Global markets beckon for more loosening. Markets demand that the Bank of Japan turns crazy reckless, even as evidence mounts that now routine reckless hasn’t worked. The markets need Chinese policymakers to ensure $3.0 TN of annual Credit growth, even though it’s apparent to communist leadership that such a course is fraught with major risks. The markets stipulate that the Draghi ECB must continue printing at a Trillion annualized pace, in the face of unprecedented market distortions, internal policy discord and great financial, economic, social and geopolitical risks.

July 26 – Bloomberg: “China’s stock market calm has been shattered. Shares plunged Wednesday, with a gauge of smaller companies sinking 5.5%, as people familiar with the matter said the China Banking Regulatory Commission is discussing stricter curbs on wealth-management products. A measure of the Shanghai Composite Index’s short-term volatility doubled, after sinking to a two-year low on Monday… ‘Many banks have been investing in WMPs to funnel money into the stock market,’ said Francis Cheung, head of China and Hong Kong strategy at CLSA… ‘It’s non-transparent, so I understand why regulators would try to act. But if this causes too much correction, then they will get worried. The No. 1 priority is to maintain a relatively stable stock market.’”
The truth of the matter is that Chinese officials these days have bigger concerns than stock prices. At this point, No. 1 priority should be stability for an incredibly bloated banking sector currently enveloped in “Terminal Phase” dynamics (i.e. it’s self-destructing). So-called “Wealth Management Products” (WMPs) have been a concern for several years now. And how did the timid regulatory approach play out in Bubbleland? From Bloomberg: “The outstanding value of China’s WMPs rose to 23.5 trillion yuan, or 35% of the country’s gross domestic product, at the end of 2015, from 7.1 trillion yuan three years earlier…”
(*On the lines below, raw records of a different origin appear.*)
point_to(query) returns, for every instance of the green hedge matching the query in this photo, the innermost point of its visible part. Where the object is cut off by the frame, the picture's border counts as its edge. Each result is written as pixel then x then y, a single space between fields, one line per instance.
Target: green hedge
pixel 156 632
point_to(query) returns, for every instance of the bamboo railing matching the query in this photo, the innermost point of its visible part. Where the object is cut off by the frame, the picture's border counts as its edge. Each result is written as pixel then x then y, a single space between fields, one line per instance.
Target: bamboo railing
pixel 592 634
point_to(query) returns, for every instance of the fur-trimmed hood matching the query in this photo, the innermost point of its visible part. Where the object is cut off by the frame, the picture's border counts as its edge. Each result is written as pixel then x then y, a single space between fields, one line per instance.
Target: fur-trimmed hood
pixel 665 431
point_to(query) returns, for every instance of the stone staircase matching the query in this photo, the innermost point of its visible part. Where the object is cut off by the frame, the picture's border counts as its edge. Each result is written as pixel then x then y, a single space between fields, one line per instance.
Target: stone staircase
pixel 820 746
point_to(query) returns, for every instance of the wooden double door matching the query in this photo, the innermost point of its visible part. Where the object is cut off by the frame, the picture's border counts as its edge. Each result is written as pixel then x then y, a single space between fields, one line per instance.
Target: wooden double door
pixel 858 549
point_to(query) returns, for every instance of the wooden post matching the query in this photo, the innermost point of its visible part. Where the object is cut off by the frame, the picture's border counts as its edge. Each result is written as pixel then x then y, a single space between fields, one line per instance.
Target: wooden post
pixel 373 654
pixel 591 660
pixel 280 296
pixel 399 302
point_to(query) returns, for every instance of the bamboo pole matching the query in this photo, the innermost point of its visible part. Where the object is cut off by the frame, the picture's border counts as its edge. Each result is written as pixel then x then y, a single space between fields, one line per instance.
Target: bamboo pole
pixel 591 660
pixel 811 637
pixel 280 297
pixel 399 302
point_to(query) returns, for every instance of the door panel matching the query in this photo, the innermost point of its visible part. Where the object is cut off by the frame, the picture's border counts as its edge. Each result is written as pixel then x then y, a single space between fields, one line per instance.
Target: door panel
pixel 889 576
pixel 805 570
“Terminal Phase” excess sees rapid expansion of increasingly risky Credit. A hypothetical graph of systemic risk grows exponentially skyward. Accordingly, the risk intermediation task turns burdensome and fraught with great risk. Somehow the financial sector must transform (Trillions of) increasingly risky loans into financial instruments with more appealing (money-like) attributes. Chinese “shadow banking” is an intermediation accident in the making, and it’s rational that spooked regulators would now target WMPs. It’s not clear how China at this stage can move to rein in egregious excess without inciting a tightening of financial conditions and resulting Credit and economic slowdown.

It was an interesting week in the markets. Global sovereign yields retreated back to within striking distance of recent historic lows. Gold jumped 2.2% and silver surged 3.6%. Yet copper posted a slight decline, while WTI crude sank 6.3%. Examining this week’s developments in Japan and China, as a trader I’d have greater concern for the global financial and economic outlook. It’s fascinating – as opposed to confusing - to watch gold and crude diverge. The yen bears – and dollar bulls – had the rug again pulled out this week. I see ongoing currency market volatility as a harbinger of general market instability. Sinking crude had high-yield energy debt under pressure, along with Mexican stocks and the peso. The Russian ruble declined 1.8% and the Colombian peso sank 4.1%. Equities were determined to retain their strong July gains, while the VIX holds confidently to the view that “whatever it takes” remains in firm control. Could be an interesting August.